Binalar ve arsalar üzerindeki vergiler, kamu yönetimiyle ilgili tüm faaliyetleri finanse etmek için kullanıldığından, ürün ve hizmetlerin gelir ve satışından çok, vergi toplamanın en eski yollarından biridir.
Bu tür vergilerin büyük çoğunluğu mülkün değerine bağlı olarak hesaplanır. Bu tür bir koleksiyon " ad valorem " olarak adlandırılır. Verginin tam tutarının hesaplanma yolu, mülkün periyodik olarak değerlendirilmesidir. Ad valoremin özelliklerinden biri, mülk sahiplerinin mülkü kullansalar da kullanmasalar da ondan gelir elde etseler de bu vergileri ödemek zorunda olmalarıdır.

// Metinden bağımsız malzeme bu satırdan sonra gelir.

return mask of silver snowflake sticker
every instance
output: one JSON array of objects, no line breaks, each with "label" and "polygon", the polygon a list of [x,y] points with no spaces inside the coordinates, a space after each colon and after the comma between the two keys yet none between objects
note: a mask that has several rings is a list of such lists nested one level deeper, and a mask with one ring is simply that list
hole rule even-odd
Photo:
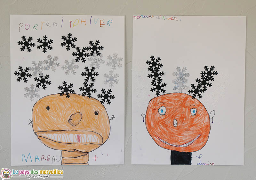
[{"label": "silver snowflake sticker", "polygon": [[188,80],[186,77],[189,76],[189,73],[186,72],[187,68],[183,68],[182,69],[180,67],[177,67],[177,72],[174,72],[172,74],[174,76],[177,76],[175,79],[172,80],[172,83],[175,85],[172,89],[174,90],[178,90],[179,92],[182,92],[183,90],[186,90],[188,87],[186,83],[188,82]]},{"label": "silver snowflake sticker", "polygon": [[104,64],[105,62],[105,60],[102,59],[103,56],[103,55],[101,53],[100,55],[95,54],[93,56],[88,57],[88,61],[92,61],[90,64],[90,66],[95,67],[98,69],[100,68],[100,64]]},{"label": "silver snowflake sticker", "polygon": [[119,81],[117,78],[119,77],[118,74],[114,74],[113,71],[110,71],[108,74],[105,74],[104,75],[104,77],[106,78],[106,80],[104,81],[104,83],[107,84],[108,83],[109,84],[109,87],[114,86],[114,83],[116,84],[118,83]]},{"label": "silver snowflake sticker", "polygon": [[108,56],[108,59],[109,61],[107,62],[107,65],[112,66],[112,70],[116,69],[116,67],[121,68],[122,67],[122,64],[120,62],[123,61],[123,58],[121,57],[118,57],[116,53],[114,53],[113,57],[110,55]]},{"label": "silver snowflake sticker", "polygon": [[24,97],[29,97],[29,100],[31,101],[33,101],[35,98],[39,98],[40,97],[39,94],[37,92],[39,91],[39,89],[37,88],[35,88],[35,85],[32,84],[30,85],[30,87],[26,87],[24,88],[25,91],[27,92],[24,94]]},{"label": "silver snowflake sticker", "polygon": [[53,71],[56,70],[56,67],[60,66],[60,63],[57,62],[57,60],[59,59],[58,56],[54,56],[53,58],[52,57],[51,55],[47,56],[47,60],[44,61],[44,63],[45,64],[45,66],[44,67],[44,70],[49,70],[52,69]]},{"label": "silver snowflake sticker", "polygon": [[73,75],[75,75],[76,72],[75,69],[77,69],[79,68],[78,65],[75,64],[76,60],[72,59],[70,61],[68,60],[66,60],[65,61],[66,65],[63,65],[61,67],[61,68],[63,70],[66,70],[65,74],[66,75],[68,75],[69,73],[72,73]]}]

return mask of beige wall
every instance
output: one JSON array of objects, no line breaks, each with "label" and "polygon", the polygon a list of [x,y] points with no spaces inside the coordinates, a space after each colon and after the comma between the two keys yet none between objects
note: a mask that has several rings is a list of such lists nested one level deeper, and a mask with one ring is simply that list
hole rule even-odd
[{"label": "beige wall", "polygon": [[[11,167],[9,15],[125,16],[125,164]],[[246,69],[244,166],[131,165],[132,18],[134,14],[246,16]],[[256,179],[256,1],[21,1],[0,0],[0,168],[62,169],[62,179]],[[239,36],[239,34],[237,34]],[[234,98],[235,98],[234,97]],[[22,105],[22,104],[20,105]],[[223,153],[228,153],[223,152]],[[234,158],[236,158],[235,157]],[[76,174],[75,176],[74,175]]]}]

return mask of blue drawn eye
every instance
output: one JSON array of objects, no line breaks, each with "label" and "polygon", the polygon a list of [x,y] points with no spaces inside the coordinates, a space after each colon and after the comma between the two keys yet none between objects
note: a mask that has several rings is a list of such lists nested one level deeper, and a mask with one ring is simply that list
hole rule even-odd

Bu tür verginin farklı aşamalarının sorumluluğu, yani değerlendirme, değerlendirme ve tahsilat, yalnızca ulusal veya yerel yönetim tarafından empoze edilen tüzel kişilere aittir. Hem yerel hem de eyalet hükümet kurumları vergileri tahsil etme yetkisine sahiptir, ancak değerlendirme, toplama ve yaptırımları gerçekleştirme biçimleri büyük ölçüde değişir.
Bu vergi tüm konutlardan alınır: kentsel arsalar, ticari, endüstriyel ve mesleki faaliyetler için gayrimenkul. Aynı şekilde, bir kişi bir mülkü kendi adına kalacak şekilde satın aldığında, mülk devri işleminin ilgili hükümet veya yerel kurumlar önünde gerçekleştirilmesi gerekir.